The Edge reached out to Jane Burke, the newly appointed chair of the Southern Berkshire Regional School Committee. She said the Berkshire Hills move came as a “surprise” to her but she declined to comment further until her committee has a chance to discuss it.
Longtime Southern Berkshire School Committee members H. Dennis Sears and Bonnie Silvers did respond. Both emphasized that they were speaking for themselves and not for the committee.
Silvers noted that the aforementioned Southern Berkshire Education Futures meets today, June 11, and that perhaps that would be a good place to discuss the subject further. Click here to see the agenda for the meeting that will take place at 4 p.m. at the Lee Middle and High School library.
“I may not necessarily agree with Rich Dohoney’s timing of his motion, given tomorrow’s meeting, but I, speaking only as citizen of Sheffield and one school committee member say, ‘Go for it,'” Silvers told the Edge. “It’s your right.”
Silvers, a retired school administrator, said she has sat in on classes at Mount Everett, which she described as being in “fine physical condition,” and has seen firsthand students and teachers engaged in “real problem-solving activities and multi-disciplinary education” that prepares students for the future.
Still, higher enrollment would be a plus. Silvers said that about four years ago Mount Everett Principal Glenn Devoti, who will be retiring shortly, told her the school would improve even more with three to five more students in each class — mostly because the excitement of a strong education comes from the robust exchange of ideas and knowledge in the classroom.
Silvers added that a merger would be a challenge — both politically and because of the debt Southern Berkshire took on in 2015 for the $7.7 million boiler and roof project, which was paid for with local dollars and $2.6 million from the Massachusetts School Building Authority.

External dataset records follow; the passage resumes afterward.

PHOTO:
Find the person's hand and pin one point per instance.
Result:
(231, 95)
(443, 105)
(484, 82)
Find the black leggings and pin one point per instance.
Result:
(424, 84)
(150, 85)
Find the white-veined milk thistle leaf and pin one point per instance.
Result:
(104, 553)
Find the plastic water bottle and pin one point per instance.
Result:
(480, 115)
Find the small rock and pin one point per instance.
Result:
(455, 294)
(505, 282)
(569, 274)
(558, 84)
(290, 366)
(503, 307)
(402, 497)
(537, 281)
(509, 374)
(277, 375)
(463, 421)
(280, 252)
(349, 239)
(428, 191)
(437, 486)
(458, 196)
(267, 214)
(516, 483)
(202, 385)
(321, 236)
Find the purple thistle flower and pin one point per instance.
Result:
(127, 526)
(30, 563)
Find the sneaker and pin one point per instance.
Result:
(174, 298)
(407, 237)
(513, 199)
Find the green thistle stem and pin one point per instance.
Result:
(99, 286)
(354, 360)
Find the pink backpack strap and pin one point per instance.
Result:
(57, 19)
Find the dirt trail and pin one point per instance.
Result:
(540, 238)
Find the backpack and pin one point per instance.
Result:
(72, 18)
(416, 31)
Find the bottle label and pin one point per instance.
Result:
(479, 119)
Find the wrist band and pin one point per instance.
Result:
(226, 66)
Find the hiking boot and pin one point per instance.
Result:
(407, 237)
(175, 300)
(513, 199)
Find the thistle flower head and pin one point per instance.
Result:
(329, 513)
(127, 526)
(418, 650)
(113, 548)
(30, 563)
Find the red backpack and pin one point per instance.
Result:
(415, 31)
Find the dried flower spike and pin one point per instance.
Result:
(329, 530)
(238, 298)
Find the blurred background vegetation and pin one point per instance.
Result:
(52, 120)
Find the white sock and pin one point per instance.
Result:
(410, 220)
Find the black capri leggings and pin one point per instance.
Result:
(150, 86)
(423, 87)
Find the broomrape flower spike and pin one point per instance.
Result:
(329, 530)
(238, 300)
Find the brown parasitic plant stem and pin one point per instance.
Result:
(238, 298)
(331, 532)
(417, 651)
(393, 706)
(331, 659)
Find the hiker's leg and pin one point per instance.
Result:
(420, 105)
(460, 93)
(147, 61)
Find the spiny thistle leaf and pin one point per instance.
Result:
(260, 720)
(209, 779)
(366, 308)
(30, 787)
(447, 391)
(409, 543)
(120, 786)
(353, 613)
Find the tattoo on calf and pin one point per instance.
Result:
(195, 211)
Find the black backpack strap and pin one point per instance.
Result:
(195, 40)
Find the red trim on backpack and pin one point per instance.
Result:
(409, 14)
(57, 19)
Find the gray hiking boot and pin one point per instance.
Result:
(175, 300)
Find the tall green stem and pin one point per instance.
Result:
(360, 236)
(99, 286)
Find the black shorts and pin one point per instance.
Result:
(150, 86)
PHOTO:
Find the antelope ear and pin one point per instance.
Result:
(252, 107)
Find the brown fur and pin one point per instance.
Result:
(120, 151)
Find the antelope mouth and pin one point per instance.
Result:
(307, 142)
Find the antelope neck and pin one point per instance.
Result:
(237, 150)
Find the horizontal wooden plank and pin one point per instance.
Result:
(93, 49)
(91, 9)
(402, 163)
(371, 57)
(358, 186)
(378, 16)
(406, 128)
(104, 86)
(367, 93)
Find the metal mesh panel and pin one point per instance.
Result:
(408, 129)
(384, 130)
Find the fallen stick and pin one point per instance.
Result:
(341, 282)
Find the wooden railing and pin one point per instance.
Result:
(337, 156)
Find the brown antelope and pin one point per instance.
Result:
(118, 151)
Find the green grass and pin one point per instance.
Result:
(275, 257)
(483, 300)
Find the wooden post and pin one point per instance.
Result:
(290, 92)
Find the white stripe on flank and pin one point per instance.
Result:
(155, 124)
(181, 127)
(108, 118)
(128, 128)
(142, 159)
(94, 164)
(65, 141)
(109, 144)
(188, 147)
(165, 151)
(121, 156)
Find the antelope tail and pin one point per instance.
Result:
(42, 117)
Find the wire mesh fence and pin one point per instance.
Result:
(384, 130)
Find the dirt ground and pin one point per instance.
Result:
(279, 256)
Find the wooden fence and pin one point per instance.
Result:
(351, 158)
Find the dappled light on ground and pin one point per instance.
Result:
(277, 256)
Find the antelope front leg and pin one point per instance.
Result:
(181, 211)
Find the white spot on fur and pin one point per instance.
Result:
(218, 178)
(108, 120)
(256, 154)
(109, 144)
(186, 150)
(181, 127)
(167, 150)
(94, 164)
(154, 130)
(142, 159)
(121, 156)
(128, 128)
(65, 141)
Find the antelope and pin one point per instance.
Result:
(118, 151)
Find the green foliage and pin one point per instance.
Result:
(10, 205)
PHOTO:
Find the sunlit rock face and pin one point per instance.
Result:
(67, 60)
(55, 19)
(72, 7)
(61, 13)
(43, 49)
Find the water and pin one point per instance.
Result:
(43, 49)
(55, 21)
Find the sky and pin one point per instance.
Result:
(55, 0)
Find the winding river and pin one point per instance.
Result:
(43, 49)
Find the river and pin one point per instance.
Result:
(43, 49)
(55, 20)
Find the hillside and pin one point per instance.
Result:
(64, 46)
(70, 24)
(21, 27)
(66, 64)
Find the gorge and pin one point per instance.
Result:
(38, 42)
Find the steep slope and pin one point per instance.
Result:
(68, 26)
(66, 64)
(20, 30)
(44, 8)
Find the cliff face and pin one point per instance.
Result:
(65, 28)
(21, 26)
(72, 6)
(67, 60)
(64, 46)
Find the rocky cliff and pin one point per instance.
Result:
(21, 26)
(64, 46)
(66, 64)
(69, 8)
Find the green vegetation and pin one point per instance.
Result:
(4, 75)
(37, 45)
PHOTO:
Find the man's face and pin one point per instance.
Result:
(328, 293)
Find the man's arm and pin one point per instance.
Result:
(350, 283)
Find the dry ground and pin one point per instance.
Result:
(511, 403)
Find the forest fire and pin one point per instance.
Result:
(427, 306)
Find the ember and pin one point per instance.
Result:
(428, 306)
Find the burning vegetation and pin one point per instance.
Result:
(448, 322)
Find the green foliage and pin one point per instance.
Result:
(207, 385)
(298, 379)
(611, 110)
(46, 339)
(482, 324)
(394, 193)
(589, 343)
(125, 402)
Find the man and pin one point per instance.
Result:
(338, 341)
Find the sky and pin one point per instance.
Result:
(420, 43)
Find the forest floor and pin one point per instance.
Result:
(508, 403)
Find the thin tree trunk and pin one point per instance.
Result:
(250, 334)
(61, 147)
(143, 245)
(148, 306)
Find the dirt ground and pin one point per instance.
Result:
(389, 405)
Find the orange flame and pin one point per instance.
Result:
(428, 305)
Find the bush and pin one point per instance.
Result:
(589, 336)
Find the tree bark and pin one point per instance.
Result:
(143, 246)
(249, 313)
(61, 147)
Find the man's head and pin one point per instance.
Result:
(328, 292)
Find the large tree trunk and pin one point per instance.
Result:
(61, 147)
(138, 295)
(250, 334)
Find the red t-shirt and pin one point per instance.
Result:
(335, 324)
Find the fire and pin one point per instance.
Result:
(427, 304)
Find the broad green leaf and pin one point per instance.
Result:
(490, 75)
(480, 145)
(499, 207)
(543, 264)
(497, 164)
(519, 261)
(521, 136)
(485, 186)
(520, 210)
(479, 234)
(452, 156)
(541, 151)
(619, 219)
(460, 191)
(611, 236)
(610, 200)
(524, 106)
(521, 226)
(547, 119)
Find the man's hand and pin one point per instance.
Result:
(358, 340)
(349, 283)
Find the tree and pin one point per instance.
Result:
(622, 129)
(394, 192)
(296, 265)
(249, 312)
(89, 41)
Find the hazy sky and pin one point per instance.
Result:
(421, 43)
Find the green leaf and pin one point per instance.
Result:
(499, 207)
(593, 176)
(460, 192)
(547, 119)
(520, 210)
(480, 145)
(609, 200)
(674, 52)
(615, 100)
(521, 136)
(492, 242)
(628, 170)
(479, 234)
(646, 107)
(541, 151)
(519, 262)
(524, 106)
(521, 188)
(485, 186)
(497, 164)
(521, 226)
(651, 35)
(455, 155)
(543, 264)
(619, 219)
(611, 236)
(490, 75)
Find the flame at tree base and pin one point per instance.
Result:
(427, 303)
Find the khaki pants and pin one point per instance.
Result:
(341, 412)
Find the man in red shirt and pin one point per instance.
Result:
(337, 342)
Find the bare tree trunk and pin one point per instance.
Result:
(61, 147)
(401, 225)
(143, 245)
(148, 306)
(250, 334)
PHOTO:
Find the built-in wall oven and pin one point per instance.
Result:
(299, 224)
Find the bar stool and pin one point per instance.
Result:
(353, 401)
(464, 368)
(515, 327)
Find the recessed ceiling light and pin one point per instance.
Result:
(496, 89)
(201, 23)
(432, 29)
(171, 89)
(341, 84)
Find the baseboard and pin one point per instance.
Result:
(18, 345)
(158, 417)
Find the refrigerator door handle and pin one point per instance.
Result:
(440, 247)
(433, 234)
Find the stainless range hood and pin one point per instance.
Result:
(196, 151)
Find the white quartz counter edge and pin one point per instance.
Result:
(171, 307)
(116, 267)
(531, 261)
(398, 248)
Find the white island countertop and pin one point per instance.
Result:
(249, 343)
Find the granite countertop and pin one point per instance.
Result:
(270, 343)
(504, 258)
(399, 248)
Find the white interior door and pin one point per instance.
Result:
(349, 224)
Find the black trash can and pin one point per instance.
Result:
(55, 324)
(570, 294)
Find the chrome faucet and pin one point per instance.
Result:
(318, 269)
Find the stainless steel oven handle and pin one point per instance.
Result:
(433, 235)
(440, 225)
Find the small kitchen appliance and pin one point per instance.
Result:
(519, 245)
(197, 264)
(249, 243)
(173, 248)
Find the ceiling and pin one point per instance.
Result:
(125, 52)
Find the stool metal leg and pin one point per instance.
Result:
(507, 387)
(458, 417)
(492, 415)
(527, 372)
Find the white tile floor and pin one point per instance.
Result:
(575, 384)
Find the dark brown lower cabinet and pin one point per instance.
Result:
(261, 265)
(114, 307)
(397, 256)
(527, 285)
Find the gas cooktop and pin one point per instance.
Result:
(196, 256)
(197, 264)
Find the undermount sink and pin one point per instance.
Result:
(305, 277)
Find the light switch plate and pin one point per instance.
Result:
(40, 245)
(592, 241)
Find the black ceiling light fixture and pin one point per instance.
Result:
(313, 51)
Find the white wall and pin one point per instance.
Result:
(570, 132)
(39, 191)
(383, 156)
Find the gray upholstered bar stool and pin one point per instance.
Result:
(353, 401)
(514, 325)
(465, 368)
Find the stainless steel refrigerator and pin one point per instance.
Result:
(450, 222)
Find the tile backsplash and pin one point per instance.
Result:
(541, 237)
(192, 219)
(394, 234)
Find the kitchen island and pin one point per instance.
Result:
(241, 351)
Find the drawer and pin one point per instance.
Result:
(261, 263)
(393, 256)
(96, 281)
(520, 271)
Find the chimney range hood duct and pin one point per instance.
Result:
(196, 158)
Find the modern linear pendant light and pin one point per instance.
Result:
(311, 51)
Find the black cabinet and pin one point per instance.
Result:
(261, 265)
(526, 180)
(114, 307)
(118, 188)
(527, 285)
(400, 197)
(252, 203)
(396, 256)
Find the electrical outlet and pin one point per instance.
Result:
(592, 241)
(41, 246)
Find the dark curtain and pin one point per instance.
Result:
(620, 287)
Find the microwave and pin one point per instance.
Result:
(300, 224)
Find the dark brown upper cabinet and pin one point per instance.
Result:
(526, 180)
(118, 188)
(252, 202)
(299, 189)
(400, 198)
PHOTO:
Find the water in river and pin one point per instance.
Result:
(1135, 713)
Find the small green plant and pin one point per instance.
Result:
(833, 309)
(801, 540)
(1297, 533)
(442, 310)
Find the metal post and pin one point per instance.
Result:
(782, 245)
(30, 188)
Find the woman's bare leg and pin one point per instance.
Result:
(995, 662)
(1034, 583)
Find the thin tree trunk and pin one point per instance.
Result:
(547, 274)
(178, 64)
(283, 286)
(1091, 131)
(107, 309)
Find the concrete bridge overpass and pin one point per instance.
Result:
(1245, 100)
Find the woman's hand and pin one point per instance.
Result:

The project took a great deal of time, planning and effort on the part of the school committee, staff, volunteers and the towns themselves, Silvers said, and it added to the financial burden of taxpayers.
“I hope that any discussions between BH and SBRSD will not be solely about a building but will be about our jobs inside the building,” Silvers said.
Sears, who also sits on Southern Berkshire Educational Futures, told the Edge he has no objection to Dohoney’s idea of forming a panel to explore a merger, in part because “I think it would be a good idea to switch to this more structured approach.” Still, Sears is curious as to “why this is suddenly proposed after being proposed at least three times within the SBEF group.”
“I am also concerned about the idea of a concept that deals only with high school years 9-12,” Sears said. “I think most educators these days recognize that the middle schools need to be an in-synch pipeline for the high schools and I personally think such a look should include both middle and high school for curriculum purposes and highest success rates.”
In a brief email message to the Edge on Monday, Dohoney responded to Sears’ concern: “A vast majority of the inquires I get from constituents about consolidation relate to the high school and the impact of declining enrollment on the quality of education is greater at the high school level.”
Meanwhile, Berkshire Hills Superintendent Peter Dillon said he would draft a letter reflecting Dohoney’s motion this week.